Amalia Aubert recommends two orchestral concerts with Christoph Eschenbach on the podium to all those who enjoy Viennese classical music. The programme on October 21 and 22 features two Haydn symphonies framing Mozart's Piano Concerto K. 488 with soloist Tom Borrow. In the Mozart matinee on Sunday morning, our solo violist will also accompany families with children aged 6 and up through Haydn's "London" Symphony. We wanted to know from her: Do you prefer Mozart or Haydn?
"Everyone loves Mozart because he was so brilliant. You wonder, where does he get those melodies - straight from God?" Haydn I feel closer to, he's more human. He could sing beautifully, became a singing boy and slowly worked his way up in the world. Then, in the Esterhazys' castle, he worked with his orchestra for a long time and was able to see what the musicians did well, what went down well with the audience. He was a team worker and you can feel that, I think. I also like his cheerfulness, this wit that is part of his nature: there is no piece where there is not something different or "cross", where there is no surprise. Nevertheless, he set standards, especially in his string quartets, which I love very much. The nice thing is: in our concert, you don't have to choose between Mozart or Haydn. We play both, and both are great!"

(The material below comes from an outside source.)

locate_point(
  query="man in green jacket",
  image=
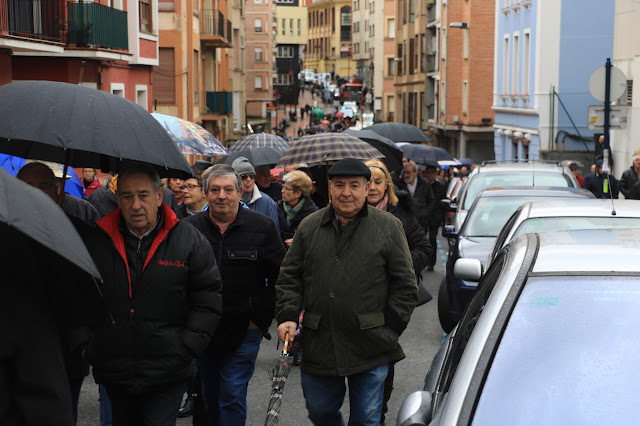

Our principal clarinettist Julius Ockert is particularly looking forward to playing Johannes Brahms' magnificent Clarinet Quintet with four string colleagues in a chamber music concert on October 13: "It is one of the three most beautiful, if not the most beautiful piece of chamber music for clarinet. We don't have many works for string quartet and clarinet: there is Mozart's famous Clarinet Quintet, and the second great one is Brahms'. With him, incredibly beautiful timbres come out, because the instruments mix quite wonderfully. The way Brahms wrote the piece leaves nothing to be desired: There are cantilena passages, folk melodies and dreamlike harmonies. You can really dive in, it's so easy with this music!"
Petr Matěják from the 1st violins is also looking forward to the chamber concert on 13 October 13 because besides Brahms' Clarinet Quintet, there will be the first string quartet "From My Life" by Bedřich Smetana: "I come from the Czech Republic and grew up with his music. The international music festival 'Prague Spring' opens every year with the cycle 'Má Vlast'. In addition to these symphonic poems, of which the 'Moldau' is especially world-famous, and well-known operas, Smetana also composed very beautiful chamber music, which I particularly appreciate. His first string quartet from 1876, which we are playing today, musically tells episodes of his life story and then very impressively reflects the catastrophe that befell him: suddenly the fourth movement breaks off and the violin plays an extremely high e - Smetana was composing the beginning of his hearing disorder. He soon became completely deaf, unfortunately, but he still continued composing until almost his death."